Mountain biking is a unique sport. The climbs are often steep, adding further challenge with rocks and roots. Even a level section can offer technical difficulties with all kinds of obstacles trying to halt your progress. It’s when the trail turns downwards that is the highlight for most riders and this is where bravado meets fear in a bare knuckle fist fight.

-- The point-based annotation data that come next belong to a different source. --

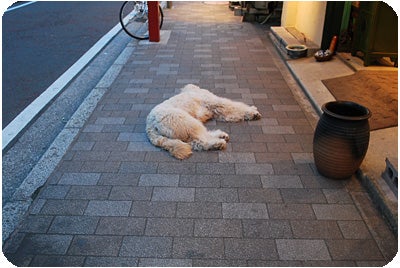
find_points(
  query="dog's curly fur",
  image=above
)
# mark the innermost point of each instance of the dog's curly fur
(176, 124)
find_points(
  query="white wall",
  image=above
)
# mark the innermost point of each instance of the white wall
(306, 16)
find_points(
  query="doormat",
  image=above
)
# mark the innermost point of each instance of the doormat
(376, 90)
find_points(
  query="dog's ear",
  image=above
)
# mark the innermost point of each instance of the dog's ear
(190, 87)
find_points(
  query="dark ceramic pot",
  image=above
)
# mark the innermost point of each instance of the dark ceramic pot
(341, 139)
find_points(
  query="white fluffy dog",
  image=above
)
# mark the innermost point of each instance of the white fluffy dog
(177, 123)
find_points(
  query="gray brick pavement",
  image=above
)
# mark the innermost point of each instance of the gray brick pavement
(115, 200)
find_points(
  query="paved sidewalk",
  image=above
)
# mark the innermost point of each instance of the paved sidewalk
(116, 200)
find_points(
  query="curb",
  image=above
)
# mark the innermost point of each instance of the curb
(15, 209)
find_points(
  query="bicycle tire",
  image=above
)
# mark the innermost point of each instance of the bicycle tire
(136, 26)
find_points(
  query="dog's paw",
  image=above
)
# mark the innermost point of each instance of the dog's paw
(253, 114)
(220, 145)
(224, 136)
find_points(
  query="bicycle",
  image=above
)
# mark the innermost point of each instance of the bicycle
(133, 17)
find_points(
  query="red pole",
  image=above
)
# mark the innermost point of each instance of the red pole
(154, 21)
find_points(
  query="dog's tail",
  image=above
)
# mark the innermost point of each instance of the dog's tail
(175, 147)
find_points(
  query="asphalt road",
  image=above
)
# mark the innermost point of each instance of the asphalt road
(42, 40)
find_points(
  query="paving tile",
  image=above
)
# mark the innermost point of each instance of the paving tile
(198, 248)
(153, 209)
(117, 179)
(216, 195)
(336, 212)
(315, 229)
(121, 226)
(80, 178)
(215, 168)
(95, 245)
(130, 193)
(36, 224)
(201, 210)
(145, 246)
(354, 230)
(57, 261)
(173, 194)
(241, 181)
(217, 228)
(254, 169)
(138, 167)
(159, 180)
(73, 225)
(290, 211)
(55, 191)
(281, 181)
(88, 192)
(245, 249)
(354, 249)
(99, 261)
(254, 228)
(257, 195)
(302, 249)
(63, 207)
(337, 196)
(45, 244)
(169, 227)
(295, 195)
(153, 262)
(244, 211)
(175, 168)
(108, 208)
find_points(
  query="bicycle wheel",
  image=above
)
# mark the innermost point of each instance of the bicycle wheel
(133, 17)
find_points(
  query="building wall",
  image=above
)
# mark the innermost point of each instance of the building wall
(306, 16)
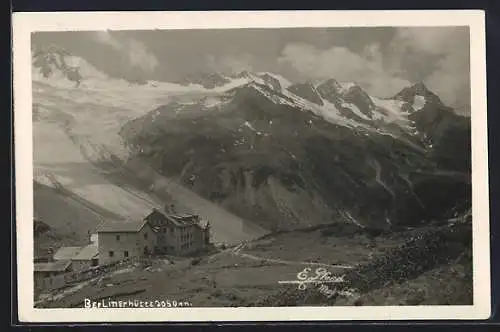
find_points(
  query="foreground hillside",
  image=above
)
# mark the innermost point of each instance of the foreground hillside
(309, 154)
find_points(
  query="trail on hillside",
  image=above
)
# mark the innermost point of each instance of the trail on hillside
(226, 227)
(378, 176)
(237, 251)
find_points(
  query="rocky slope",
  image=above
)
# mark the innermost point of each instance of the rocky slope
(300, 154)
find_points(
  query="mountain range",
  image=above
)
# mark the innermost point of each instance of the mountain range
(286, 154)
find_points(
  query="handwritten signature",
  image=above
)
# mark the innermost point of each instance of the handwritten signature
(320, 278)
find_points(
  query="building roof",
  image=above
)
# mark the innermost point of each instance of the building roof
(66, 253)
(122, 226)
(58, 266)
(87, 253)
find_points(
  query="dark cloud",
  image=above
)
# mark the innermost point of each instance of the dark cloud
(381, 59)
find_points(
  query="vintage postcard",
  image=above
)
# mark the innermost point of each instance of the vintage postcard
(251, 166)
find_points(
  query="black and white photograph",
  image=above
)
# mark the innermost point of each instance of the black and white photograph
(332, 167)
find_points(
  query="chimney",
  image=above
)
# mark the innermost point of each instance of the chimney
(170, 208)
(50, 254)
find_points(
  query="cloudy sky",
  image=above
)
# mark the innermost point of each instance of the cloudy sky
(382, 60)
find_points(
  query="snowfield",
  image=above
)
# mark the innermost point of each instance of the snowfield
(74, 128)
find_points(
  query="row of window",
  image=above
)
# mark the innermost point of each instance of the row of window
(118, 237)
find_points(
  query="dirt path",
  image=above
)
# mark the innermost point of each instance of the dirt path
(237, 251)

I rediscovered the next segment on my last ride and must somehow have forgotten just how good it is previously. It’s a natural flow trail across the moor and, although it never seems to drop too steeply, it’s fabulously fast. I only allowed fear to gain the upper hand once, as far as I remember, and grabbed the brakes. Admittedly I could have got a lot more power in and more speed out for much of the way. Instead of continuing to the side of Black Brook as I had last time I’d used the superb resource of Google Earth to find an alternative. On the ground, though, I found something even better. A fork in the trail became little more than a lumpy sheep track but it got me straight to the ruins of Halliwell’s farm to descend for three quarters of a mile on gravel. This lead me to the sensational segment which I’d missed out on last time.
I battled along the top of Brinscall Woods, which always seems to want to slow you, and after hopping over 2 unrideable obstacles like a cyclocrosser, I rode my very favourite downhill descending to the river. I rode back to Healey Nab for a final climb and drop and followed an alternative, longer route down than I usually do. I’d thought of it whilst walking my dog earlier and it worked well. I used the old route from before last year’s tree felling and linked it to a section which was newly created just a few weeks ago. It takes you into the next section unaccustomedly quickly. This section has always seemed a bit too much for my older bikes with short travel suspension but at this speed it was too much for the 130/140 mm springing of the Boardman. This was the only point on the ride which gave the Boardman a problem. The rest had gone very well. I rode 15.91 miles in 2 hours and 8 minutes with 1,490 of ascent.
So was it the perfect trail ride? I honestly think that from home, with the current trail conditions, there was no way I could have had more fun.